Et il semble bien qu’au moins un pays européen soit très volontaire dans ce domaine :

« Suite à notre réussite avec le THeMIS, qui founit un soutien logistique aux unités d’infanterie, nous avons commencé à penser comment soutenir les formations mécanisées. Nous avons donc eu une idée sur la façon de soutenir les chars de combat et les véhicules de combat d’infanterie, en discutant avec des clients potentiels, jusqu’à ce que l’un d’entre eux, que je ne peux pas mentionner, ait manifesté un intérêt certain, nous permettant de démarrer le véritable programme de développement il y a environ deux ans », a raconté M. Väärsi. Les pronostics pour savoir qui est ce client mystère sont donc ouverts….

Cela dit, même s’il semble certainement raisonnable d’un point de vue européen de développer ce genre de projets étant donné qu’à l’évidence "le temps se gâte" sur le plan stratégique, même s’il semble sans doute raisonnable aussi aux Américains de maintenir leurs énormes dépenses de défense tout en les recentrant en Extrême-Orient - ne faut-il pas défendre l’Empire contre la nouvelle superpuissance ? - de même qu’il semble certainement raisonnable aussi aux Chinois de s’armer en grand - à un pays économiquement si puissant, ne faut-il pas une armée qui le soit bien autant ? - il n’est pas interdit de se demander où tout cela mène, d’un point de vue cette fois-ci humain.
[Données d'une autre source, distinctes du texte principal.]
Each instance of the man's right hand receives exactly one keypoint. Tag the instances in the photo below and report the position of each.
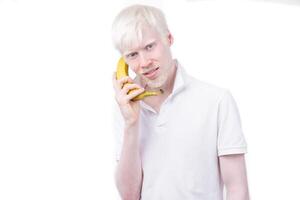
(129, 109)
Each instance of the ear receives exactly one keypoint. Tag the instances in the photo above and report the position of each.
(170, 39)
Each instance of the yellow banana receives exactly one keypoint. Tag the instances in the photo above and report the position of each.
(122, 70)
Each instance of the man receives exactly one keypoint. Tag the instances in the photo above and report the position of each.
(184, 144)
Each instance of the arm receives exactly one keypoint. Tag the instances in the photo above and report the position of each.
(233, 172)
(129, 169)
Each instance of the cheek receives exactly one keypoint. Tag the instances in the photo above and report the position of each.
(134, 68)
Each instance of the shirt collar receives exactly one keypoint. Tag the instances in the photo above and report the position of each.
(179, 84)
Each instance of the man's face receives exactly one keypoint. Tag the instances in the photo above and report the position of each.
(151, 60)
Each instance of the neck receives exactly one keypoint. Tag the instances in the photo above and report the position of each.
(167, 88)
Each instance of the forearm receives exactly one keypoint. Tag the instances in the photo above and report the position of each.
(129, 169)
(237, 194)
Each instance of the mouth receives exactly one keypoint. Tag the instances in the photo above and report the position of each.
(151, 74)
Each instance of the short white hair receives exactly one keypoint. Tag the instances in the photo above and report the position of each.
(129, 23)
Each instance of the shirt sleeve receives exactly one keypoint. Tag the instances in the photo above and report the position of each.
(118, 128)
(231, 139)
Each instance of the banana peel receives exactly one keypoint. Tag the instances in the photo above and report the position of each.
(122, 70)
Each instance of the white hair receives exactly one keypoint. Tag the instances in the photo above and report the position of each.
(129, 23)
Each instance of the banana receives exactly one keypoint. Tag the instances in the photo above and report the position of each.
(122, 70)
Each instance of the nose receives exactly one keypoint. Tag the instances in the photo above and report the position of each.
(144, 60)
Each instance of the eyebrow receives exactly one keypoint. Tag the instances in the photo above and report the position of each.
(134, 51)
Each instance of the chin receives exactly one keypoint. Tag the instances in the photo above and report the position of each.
(156, 83)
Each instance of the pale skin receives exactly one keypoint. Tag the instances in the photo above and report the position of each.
(154, 50)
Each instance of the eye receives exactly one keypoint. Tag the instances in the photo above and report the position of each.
(132, 55)
(150, 46)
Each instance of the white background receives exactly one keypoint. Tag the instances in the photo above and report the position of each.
(56, 63)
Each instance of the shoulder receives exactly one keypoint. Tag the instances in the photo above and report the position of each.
(204, 89)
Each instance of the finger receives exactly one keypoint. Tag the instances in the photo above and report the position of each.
(123, 80)
(134, 93)
(115, 83)
(128, 87)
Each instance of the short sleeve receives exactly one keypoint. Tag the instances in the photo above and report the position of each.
(118, 128)
(231, 139)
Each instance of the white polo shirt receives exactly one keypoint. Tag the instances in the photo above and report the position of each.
(180, 145)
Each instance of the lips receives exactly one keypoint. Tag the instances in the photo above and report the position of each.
(151, 74)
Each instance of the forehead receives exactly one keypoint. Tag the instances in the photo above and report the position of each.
(147, 36)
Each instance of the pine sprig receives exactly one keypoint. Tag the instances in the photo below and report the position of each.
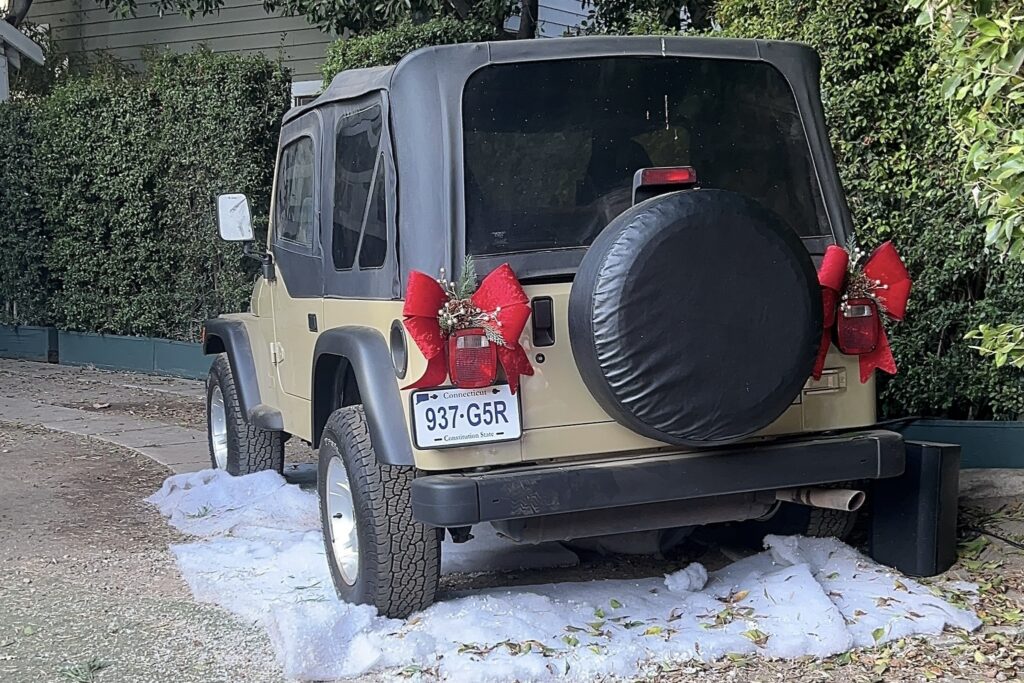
(467, 281)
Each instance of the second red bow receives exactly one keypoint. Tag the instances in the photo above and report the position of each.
(854, 298)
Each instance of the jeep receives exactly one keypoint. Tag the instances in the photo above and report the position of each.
(663, 203)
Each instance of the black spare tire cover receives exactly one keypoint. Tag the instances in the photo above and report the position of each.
(695, 316)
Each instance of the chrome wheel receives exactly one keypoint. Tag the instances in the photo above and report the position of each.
(218, 427)
(341, 513)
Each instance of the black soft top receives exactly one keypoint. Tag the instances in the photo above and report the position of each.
(424, 101)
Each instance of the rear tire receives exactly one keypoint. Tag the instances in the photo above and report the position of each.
(377, 553)
(236, 445)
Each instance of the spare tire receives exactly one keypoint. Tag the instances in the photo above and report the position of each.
(695, 316)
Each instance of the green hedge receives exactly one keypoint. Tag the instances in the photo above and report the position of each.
(386, 47)
(900, 166)
(121, 172)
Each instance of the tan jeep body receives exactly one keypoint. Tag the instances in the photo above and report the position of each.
(390, 170)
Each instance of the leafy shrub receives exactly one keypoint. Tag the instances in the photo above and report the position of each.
(24, 278)
(390, 45)
(122, 232)
(899, 160)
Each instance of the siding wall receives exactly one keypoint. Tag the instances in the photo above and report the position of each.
(555, 17)
(241, 26)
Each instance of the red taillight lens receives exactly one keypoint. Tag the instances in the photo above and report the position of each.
(857, 328)
(472, 359)
(668, 175)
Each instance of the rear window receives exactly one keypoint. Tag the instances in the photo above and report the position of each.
(551, 146)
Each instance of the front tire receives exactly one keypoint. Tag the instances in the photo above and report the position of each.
(377, 553)
(236, 445)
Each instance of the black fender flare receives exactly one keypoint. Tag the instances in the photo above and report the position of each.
(365, 351)
(226, 336)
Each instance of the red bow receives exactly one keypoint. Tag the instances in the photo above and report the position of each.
(890, 288)
(499, 292)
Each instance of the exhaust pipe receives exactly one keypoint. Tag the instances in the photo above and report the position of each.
(846, 500)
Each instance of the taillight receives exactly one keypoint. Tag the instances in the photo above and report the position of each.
(472, 358)
(668, 175)
(857, 329)
(649, 182)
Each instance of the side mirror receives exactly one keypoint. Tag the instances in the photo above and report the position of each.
(233, 219)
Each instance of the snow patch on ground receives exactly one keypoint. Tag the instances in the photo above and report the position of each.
(260, 555)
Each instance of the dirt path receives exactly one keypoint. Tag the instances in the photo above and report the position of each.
(88, 589)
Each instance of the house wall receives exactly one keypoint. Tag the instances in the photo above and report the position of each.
(241, 26)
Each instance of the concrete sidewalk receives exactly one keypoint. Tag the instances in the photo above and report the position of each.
(178, 449)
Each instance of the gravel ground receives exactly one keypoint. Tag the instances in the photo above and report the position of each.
(88, 590)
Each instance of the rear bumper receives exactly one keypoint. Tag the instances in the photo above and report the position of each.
(464, 499)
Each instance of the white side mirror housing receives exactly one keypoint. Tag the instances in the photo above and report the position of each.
(233, 218)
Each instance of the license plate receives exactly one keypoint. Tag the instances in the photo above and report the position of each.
(448, 417)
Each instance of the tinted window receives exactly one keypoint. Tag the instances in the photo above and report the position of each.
(295, 207)
(551, 146)
(355, 158)
(374, 247)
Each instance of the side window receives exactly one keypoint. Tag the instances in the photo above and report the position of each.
(296, 211)
(375, 233)
(356, 147)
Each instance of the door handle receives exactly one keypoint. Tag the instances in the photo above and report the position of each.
(544, 322)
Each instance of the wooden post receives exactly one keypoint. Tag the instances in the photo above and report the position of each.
(4, 78)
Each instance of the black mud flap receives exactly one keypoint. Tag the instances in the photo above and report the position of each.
(913, 516)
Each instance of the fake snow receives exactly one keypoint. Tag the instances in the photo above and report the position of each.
(259, 554)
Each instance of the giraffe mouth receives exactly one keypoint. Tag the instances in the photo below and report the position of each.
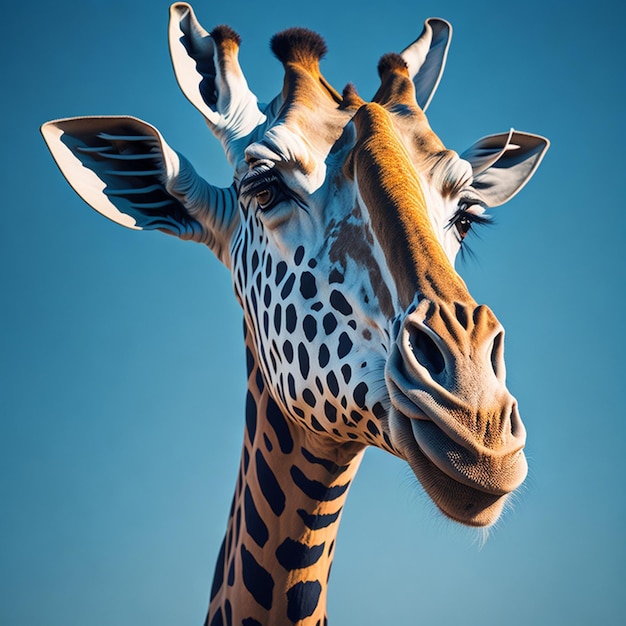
(468, 481)
(458, 500)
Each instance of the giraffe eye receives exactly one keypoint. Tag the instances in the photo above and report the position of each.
(463, 225)
(465, 217)
(266, 198)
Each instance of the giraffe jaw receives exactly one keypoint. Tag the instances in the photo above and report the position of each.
(461, 502)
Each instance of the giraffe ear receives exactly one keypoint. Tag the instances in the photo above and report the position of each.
(123, 168)
(502, 164)
(192, 51)
(208, 72)
(426, 58)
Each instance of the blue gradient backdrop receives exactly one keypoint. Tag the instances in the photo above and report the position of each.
(121, 358)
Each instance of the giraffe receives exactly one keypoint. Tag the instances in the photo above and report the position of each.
(340, 229)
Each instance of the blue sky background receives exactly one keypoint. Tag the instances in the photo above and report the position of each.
(121, 357)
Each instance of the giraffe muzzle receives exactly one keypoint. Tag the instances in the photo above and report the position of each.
(452, 414)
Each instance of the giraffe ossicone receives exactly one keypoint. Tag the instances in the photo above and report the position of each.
(340, 230)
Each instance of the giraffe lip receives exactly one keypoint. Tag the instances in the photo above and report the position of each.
(463, 503)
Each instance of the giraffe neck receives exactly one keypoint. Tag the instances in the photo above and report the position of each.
(275, 560)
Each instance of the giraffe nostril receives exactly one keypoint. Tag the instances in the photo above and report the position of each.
(426, 351)
(497, 355)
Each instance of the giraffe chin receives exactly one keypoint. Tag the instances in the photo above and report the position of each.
(460, 502)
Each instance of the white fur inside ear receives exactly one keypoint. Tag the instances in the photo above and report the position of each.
(504, 163)
(426, 58)
(86, 181)
(191, 47)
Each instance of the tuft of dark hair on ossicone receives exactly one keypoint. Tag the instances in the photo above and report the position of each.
(298, 44)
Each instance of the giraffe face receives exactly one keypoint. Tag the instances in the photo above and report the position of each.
(341, 231)
(314, 289)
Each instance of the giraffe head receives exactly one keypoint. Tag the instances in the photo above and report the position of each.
(341, 229)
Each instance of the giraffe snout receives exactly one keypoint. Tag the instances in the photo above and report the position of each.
(452, 407)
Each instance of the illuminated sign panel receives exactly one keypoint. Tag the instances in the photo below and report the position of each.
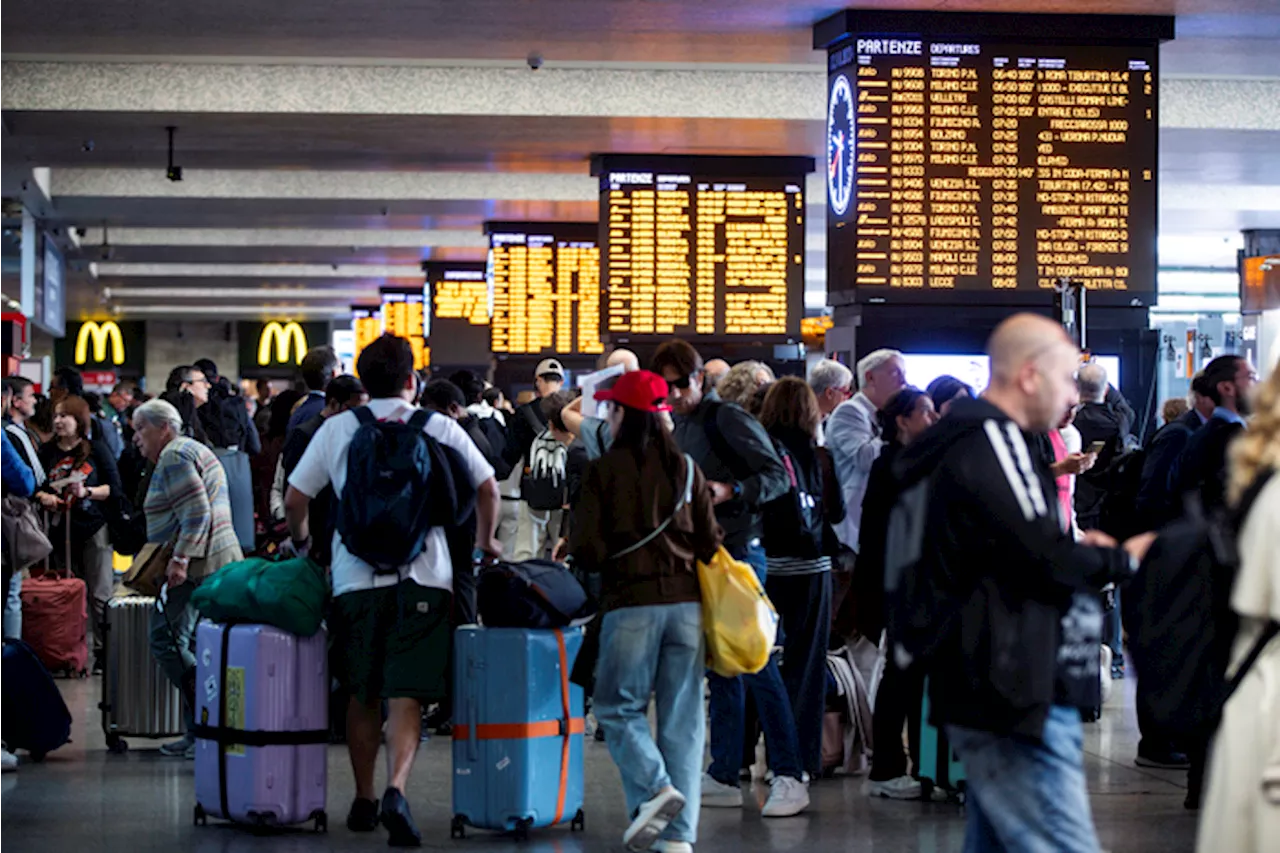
(282, 337)
(277, 347)
(707, 246)
(103, 336)
(403, 315)
(545, 288)
(117, 346)
(986, 162)
(458, 297)
(366, 323)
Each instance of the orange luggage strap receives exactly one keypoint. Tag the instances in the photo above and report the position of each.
(565, 728)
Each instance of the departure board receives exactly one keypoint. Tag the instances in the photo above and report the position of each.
(405, 316)
(458, 300)
(366, 323)
(973, 163)
(707, 246)
(545, 288)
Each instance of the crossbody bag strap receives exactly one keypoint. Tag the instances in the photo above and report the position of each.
(686, 496)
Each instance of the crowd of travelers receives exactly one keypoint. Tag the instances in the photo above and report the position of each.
(982, 559)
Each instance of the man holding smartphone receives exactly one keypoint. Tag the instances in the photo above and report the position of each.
(1102, 433)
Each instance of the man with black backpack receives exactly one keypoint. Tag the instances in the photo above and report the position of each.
(402, 477)
(990, 592)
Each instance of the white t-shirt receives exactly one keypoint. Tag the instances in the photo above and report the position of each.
(325, 463)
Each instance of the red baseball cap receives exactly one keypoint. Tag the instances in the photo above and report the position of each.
(639, 389)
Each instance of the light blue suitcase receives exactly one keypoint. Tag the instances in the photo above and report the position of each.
(517, 729)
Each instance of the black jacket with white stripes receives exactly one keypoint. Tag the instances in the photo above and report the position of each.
(1011, 638)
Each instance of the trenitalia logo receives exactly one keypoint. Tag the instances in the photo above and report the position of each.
(101, 333)
(282, 336)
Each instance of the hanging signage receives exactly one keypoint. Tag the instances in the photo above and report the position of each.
(103, 346)
(283, 337)
(277, 347)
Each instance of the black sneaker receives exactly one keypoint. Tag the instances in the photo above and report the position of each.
(1162, 760)
(401, 829)
(362, 816)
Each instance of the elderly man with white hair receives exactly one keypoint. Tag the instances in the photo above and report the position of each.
(188, 511)
(853, 437)
(832, 383)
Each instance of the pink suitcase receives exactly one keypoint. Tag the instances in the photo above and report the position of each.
(261, 725)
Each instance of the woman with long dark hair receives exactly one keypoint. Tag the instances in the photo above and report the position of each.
(904, 418)
(82, 477)
(644, 520)
(800, 542)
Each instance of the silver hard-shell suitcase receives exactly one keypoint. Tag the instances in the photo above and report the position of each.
(137, 698)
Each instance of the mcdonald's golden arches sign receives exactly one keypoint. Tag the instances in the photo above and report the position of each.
(103, 345)
(275, 347)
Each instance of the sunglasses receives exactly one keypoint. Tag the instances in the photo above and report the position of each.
(684, 382)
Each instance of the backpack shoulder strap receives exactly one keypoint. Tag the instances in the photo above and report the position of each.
(686, 496)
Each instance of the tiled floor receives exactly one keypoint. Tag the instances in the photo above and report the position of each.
(86, 801)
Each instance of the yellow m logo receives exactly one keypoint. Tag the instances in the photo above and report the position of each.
(101, 333)
(283, 336)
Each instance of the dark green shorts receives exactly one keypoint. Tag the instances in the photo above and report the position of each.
(393, 642)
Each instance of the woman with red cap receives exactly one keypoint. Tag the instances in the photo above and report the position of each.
(644, 519)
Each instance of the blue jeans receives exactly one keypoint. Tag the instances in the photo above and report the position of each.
(654, 651)
(1027, 796)
(13, 609)
(173, 637)
(773, 705)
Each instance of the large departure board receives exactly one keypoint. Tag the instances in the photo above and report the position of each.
(458, 300)
(959, 160)
(366, 323)
(707, 246)
(545, 288)
(405, 316)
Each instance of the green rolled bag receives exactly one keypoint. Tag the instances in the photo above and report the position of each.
(287, 593)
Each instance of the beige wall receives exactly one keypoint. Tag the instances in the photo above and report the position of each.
(173, 342)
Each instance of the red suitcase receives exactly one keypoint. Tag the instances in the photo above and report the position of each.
(55, 619)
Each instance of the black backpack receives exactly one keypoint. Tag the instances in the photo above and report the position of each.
(544, 484)
(1119, 511)
(400, 484)
(794, 521)
(1180, 620)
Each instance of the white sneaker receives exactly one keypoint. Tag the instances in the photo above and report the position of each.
(652, 819)
(663, 845)
(787, 797)
(900, 788)
(720, 796)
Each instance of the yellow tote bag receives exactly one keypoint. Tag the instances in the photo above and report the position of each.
(737, 617)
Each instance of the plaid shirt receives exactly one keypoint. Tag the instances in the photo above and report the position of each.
(188, 496)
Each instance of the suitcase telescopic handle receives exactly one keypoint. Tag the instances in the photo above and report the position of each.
(472, 717)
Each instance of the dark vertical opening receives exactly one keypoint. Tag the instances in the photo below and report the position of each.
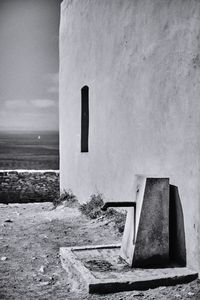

Robotique militaire, quo vadis ?

Ni THeMIS, ni même Type-X RCV ne sont des robots à proprement parler. C’est tout à fait clair pour le premier, déjà opérationnel, qui est téléguidé par un opérateur humain, sans intelligence propre. Il s’agit dans les faits d’un télémanipulateur militaire. Du second on annonce qu’il sera une "combinaison d’intelligence artificielle (IA) augmentée et d’un téléopérateur" dotée d’un "kit de fonctions intelligentes (IFK)", capable de le convertir en véhicule à conduite autonome.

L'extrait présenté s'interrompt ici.